Fangen wir mit der technischen Seite an: Seit 1979 investiert der süddeutsche Autobauer in den Produktionsstandort Steyr in Oberösterreich – und zwar kräftig. In den vergangenen 32 Jahren flossen 4,7 Milliarden Euro – „das sind durchschnittlich zehn Millionen Euro jeden Monat“, wie Gerhard Wölfel, Leiter der BMW Motoren GmbH, mit Stolz zum Ausdruck bringt. War die Anlage ursprünglich für eine Kapazität von jährlich 150.000 Aggregaten ausgelegt, schafften die Mitarbeiter – insgesamt 3600 sind es derzeit – im vergangenen Jahr erstaunliche 1,206.895 Stück. So viele wie noch nie und 16,5 Prozent mehr als im ohnehin schon erfolgsträchtigen Jahr 2010. Etwa 80 Prozent aller BMW-Fahrzeuge tragen ein Steyrer Herz an Bord.
Mehr als die Hälfte der Aggregate waren Selbstzünder, und zwar Vier- und Sechszylinder: „Wir gelten als Dieselkompetenzzentrum“, betont Wölfel – und verkneift sich nicht den Hinweis auf zwei weitere Entwicklungen: Die Steyrer sind zumindest beteiligt am neuen 381 PS starken Sechszylinder-Diesel, der über drei Turbolader verfügt (allerdings nicht in Steyr endgefertigt wird).
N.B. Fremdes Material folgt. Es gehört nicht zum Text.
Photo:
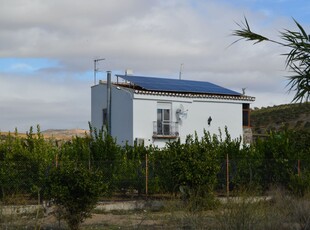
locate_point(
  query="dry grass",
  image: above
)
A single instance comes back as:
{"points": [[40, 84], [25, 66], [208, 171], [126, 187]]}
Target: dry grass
{"points": [[57, 134]]}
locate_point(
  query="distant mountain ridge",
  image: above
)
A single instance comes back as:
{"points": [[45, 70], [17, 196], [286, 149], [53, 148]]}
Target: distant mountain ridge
{"points": [[293, 116]]}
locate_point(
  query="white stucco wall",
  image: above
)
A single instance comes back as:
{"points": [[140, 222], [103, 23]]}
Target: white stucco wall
{"points": [[133, 115], [121, 110], [224, 113]]}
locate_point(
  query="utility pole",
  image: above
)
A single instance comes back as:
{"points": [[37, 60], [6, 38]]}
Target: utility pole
{"points": [[96, 69]]}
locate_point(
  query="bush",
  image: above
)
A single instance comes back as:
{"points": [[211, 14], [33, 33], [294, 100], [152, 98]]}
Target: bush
{"points": [[75, 190]]}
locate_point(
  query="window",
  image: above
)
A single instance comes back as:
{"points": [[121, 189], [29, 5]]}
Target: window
{"points": [[246, 115], [163, 127], [163, 121], [104, 118]]}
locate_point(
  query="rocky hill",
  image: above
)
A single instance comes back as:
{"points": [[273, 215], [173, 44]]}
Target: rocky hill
{"points": [[292, 116]]}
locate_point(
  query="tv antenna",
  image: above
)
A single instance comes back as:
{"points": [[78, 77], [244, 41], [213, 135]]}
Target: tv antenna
{"points": [[180, 73], [96, 69]]}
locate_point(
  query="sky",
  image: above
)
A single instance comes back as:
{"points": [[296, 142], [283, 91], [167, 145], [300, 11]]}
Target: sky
{"points": [[47, 51]]}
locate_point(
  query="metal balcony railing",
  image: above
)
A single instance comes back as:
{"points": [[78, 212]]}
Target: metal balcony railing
{"points": [[165, 129]]}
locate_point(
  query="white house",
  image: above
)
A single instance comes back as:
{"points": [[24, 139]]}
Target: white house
{"points": [[156, 110]]}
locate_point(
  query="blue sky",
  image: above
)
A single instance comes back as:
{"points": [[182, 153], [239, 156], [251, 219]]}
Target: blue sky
{"points": [[47, 50]]}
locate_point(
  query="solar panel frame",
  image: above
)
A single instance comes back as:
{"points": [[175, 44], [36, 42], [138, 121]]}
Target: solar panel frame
{"points": [[176, 85]]}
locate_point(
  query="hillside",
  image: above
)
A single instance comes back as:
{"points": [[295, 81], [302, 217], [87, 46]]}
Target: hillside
{"points": [[59, 134], [293, 116]]}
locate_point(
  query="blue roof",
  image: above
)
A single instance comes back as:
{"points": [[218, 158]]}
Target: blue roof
{"points": [[176, 85]]}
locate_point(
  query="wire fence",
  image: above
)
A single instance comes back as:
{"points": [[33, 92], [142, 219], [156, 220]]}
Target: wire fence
{"points": [[25, 181]]}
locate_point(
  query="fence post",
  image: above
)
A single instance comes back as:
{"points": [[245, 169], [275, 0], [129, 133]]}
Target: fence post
{"points": [[298, 168], [56, 160], [146, 175], [227, 175]]}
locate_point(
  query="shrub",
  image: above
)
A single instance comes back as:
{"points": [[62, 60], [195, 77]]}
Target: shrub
{"points": [[75, 190]]}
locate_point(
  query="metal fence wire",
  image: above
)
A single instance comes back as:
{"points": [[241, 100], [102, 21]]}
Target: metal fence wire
{"points": [[141, 178]]}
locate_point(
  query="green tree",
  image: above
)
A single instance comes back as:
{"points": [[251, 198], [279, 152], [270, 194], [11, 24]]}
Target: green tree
{"points": [[75, 190], [297, 60]]}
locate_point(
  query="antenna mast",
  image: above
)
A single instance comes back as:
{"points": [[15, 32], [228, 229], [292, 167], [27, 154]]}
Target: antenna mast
{"points": [[96, 69], [180, 73]]}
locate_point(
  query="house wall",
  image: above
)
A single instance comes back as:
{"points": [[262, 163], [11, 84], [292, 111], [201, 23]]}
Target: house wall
{"points": [[121, 110], [224, 113], [133, 115]]}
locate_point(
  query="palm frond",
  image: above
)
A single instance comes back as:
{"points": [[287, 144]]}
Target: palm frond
{"points": [[245, 33]]}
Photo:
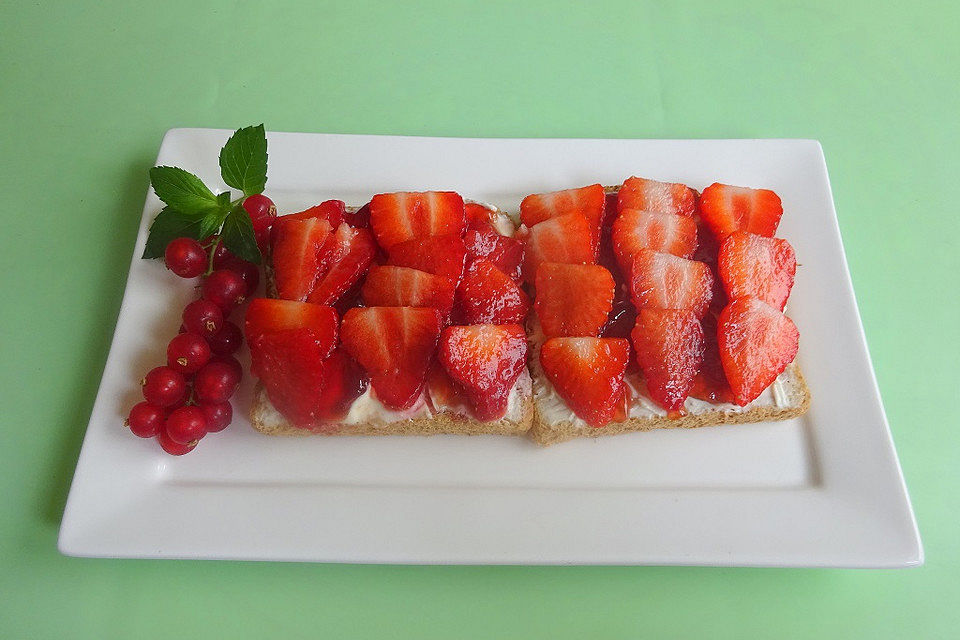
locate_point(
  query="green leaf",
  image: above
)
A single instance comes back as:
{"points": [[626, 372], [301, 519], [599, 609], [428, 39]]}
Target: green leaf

Und zudem kümmern sich die Oberösterreicher um die Serienreife eines neuen Dreizylinder-Turbodiesels, der über eine unerwartete Laufruhe verfügen werde. „Dieser Motor kommt Ende des Jahres“, verspricht Wölfel. Aber nicht nur davon wird der Betrieb in Steyr profitieren, sondern auch von der sich abzeichnenden Zusammenarbeit von BMW mit Toyota, die voraussichtlich ab 2014 zum Einbau von BMW-Ölbrennern in Toyota-Fahrzeugen führen wird.
Wölfel ist mit seiner Freude nicht allein: Gerhard Pils, Geschäftsführer der Vetriebsgesellschaft BMW Austria mit Sitz in Salzburg, verweist auf ein erfolgreiches Geschäftsjahr 2011: Der Absatz der Marken BMW und Mini stieg in Österreich überdurchschnittlich an, 15.636 Käufer waren für neuzugelassene Pkw mit der Doppelniere verantwortlich, weitere 2544 Konsumenten meldeten erstmals einen neuen Mini an. Das entspricht einem Zuwachs von 16,6 Prozent, verglichen mit den Zahlen von 2010. Insgesamt verzeichnete die Vertriebsgesellschaft für das Jahr 2011 einen Umsatz von 715,9 Millionen Euro – im Vorjahr waren es noch 592,1 Millionen Euro. Nicht schlecht für Pils und seine Mitarbeiter: In Kürze startet die neue, viel gelobte und volumenträchtige 3er-Generation.